If properly understood, MTBF can be a significant tool for understanding datasheets
BY JOHN BENATTI
Astrodyne, Mansfield, MA
http://www.astrodyne.com
Mean time between failures (MTBF) may be one of the more familiar terms seen in datasheets, yet there is still a widespread misunderstanding of the term and its application. Consequently, some designers place too much emphasis on this parameter, others very little, and some have trudged through too many disparate datasheets to deem it any use at all. The truth is that the oft-maligned MTBF can indeed be helpful if one has a proper understanding of what it is and, maybe more important, what it is not.
To begin any discussion of a specification, it’s essential to answer the three questions:
How is the term defined?
How is it derived/calculated?
How can I use this information?
Definitions
In order to properly understand MTBF, it’s important to remember these key definitions.
MTBF. Mean time between failures is calculated in hours and is a prediction of a power supply’s reliability. MTBF = 1/λ (failure rate).
MTTF ( mean time to failure) may be substituted in some datasheets for units that will not be repaired.
Reliability is further defined as the probability that given a certain failure rate, that a certain number of units will pass (or fail) within a specified period.
Failure rate is the rate of product failures expressed as a function of time; λ = 1/MTBF. Failure rate is the central element that binds these terms. Its importance cannot be overstated. A common misconception is linked to a misunderstanding of failure rates as they apply to MTBF. Failure rate is expressed over time, and, more important, the reliability definition tells us that this time is designated within a specific, useful period. Not the entire life of the product. MTBF is often misquoted as life hours or service life and this is simply not the case. A quick study of failure rates and their relationship to MTBF will further illustrate this point.
Failure rates for all manufactured products can be characterized in the universal product reliability curve (or bathtub curve) seen in Fig. 1 .
Fig. 1. Product reliability curve
The curve is an approximation of failure rates throughout the entire life of a product. Failures in the infant mortality or early period are generally comprised of poor workmanship or weak components and are usually screened out before hand. While this information may be helpful in the analysis of early failures it is not relevant to reliability predictions.

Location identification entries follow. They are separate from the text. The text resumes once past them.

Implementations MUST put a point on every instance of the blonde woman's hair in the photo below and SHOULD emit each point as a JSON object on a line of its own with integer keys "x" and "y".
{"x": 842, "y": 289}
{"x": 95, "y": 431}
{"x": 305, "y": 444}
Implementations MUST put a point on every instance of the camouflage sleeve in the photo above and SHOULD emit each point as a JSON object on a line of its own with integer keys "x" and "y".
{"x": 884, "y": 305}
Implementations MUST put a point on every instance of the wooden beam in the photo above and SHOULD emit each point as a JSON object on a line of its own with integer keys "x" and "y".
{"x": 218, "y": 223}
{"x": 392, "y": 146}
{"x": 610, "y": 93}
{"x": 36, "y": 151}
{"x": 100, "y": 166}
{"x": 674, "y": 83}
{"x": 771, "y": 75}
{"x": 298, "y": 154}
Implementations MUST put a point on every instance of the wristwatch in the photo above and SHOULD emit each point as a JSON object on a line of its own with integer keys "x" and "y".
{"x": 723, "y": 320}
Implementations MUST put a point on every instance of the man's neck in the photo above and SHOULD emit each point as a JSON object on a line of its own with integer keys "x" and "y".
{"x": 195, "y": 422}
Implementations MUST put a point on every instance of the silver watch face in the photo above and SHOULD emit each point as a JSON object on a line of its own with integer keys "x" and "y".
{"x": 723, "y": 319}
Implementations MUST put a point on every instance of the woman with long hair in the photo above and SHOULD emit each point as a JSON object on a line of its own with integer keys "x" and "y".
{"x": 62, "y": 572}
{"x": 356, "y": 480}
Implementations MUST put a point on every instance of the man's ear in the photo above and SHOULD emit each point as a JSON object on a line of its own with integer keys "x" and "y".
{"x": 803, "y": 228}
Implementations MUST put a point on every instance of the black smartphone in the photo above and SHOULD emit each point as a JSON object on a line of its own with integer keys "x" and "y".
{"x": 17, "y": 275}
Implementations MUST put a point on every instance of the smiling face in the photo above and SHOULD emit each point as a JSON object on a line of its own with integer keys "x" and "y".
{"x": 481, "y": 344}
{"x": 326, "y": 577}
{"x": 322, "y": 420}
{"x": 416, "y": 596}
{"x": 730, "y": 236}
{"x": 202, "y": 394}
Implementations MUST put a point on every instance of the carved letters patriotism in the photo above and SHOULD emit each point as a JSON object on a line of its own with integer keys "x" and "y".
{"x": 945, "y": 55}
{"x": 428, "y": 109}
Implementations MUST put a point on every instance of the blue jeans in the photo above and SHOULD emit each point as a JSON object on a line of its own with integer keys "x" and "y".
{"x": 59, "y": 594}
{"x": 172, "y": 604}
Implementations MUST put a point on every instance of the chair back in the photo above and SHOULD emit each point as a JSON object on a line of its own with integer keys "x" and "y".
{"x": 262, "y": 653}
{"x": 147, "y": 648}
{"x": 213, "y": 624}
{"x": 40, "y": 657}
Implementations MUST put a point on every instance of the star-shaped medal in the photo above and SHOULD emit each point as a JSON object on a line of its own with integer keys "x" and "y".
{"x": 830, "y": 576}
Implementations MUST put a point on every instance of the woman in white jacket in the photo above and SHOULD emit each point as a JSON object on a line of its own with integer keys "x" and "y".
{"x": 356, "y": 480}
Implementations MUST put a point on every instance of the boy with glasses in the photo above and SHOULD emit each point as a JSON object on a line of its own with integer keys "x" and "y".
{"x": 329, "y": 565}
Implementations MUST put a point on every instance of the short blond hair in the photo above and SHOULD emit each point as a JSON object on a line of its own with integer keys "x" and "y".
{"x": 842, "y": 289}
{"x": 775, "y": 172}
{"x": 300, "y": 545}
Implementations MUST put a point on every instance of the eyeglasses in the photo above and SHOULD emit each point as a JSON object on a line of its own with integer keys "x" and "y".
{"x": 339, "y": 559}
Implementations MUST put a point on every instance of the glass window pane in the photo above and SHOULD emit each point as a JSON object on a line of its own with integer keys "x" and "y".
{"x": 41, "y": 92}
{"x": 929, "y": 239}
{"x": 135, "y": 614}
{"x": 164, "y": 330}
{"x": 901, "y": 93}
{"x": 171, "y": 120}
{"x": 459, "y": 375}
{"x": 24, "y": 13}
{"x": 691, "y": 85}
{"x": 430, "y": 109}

At the other end of the curve, the wearout or end of life period shows drastically increasing failures due to simultaneous component failures. This is beneficial in determining the true end of life for the product, but also not relevant to reliability information. So while both ends of the curve contain useful information, MTBF is primarily concerned with the “useful life” period where failure rates are relatively low and constant and where the strength of a design can be seen and meaningful comparisons made. The useful life period is the actual service life of a product. Its length is dictated by the end of the infant mortality period and the onset of high component failures in the wear out period. How reliable the product is between infant mortality and the end of life is the true measure of a part’s reliability (MTBF).
Now that all terms have been defined properly, the relationship between failure rates, predicted reliability, and MTBF can be summed up with the exponential formula
R(t) = e^ (t/MTBF),
where e = 2.718
The equation is used in this typical MTBF example:
Question: What is the predicted reliability for a unit that has a useful life of 5 years and an MTBF rating of 500,000 hours?
Answer:
R=2.718^ (8760*5/500,000) = 0.916
or 91.6% of the units will still be failure free. 8.4 % will have failed.
Methodology
Total population tracking through field data or field data measurement method is the most accurate way to determine reliability, and should be used whenever possible. Historical field data are desirable for its ability to unearth real world failures that cannot be anticipated by calculations or other means.
When field data are scarce or nonexistent, as in the case of new designs, then a predictability method should be used. There are several methods for predicting reliability. The length of this article will limit us to exploring only a few of the more common.
MIL HDBK 217
This handbook was first published in 1965 as a way to standardize reliability predictions. It is still used by many manufacturers to this day, and therefore can serve as useful tool for comparing one product to another. You will see this standard abbreviated as MIL-STD 217 or 217F (note 2). The standard contains two accepted methods for deriving reliability predictions.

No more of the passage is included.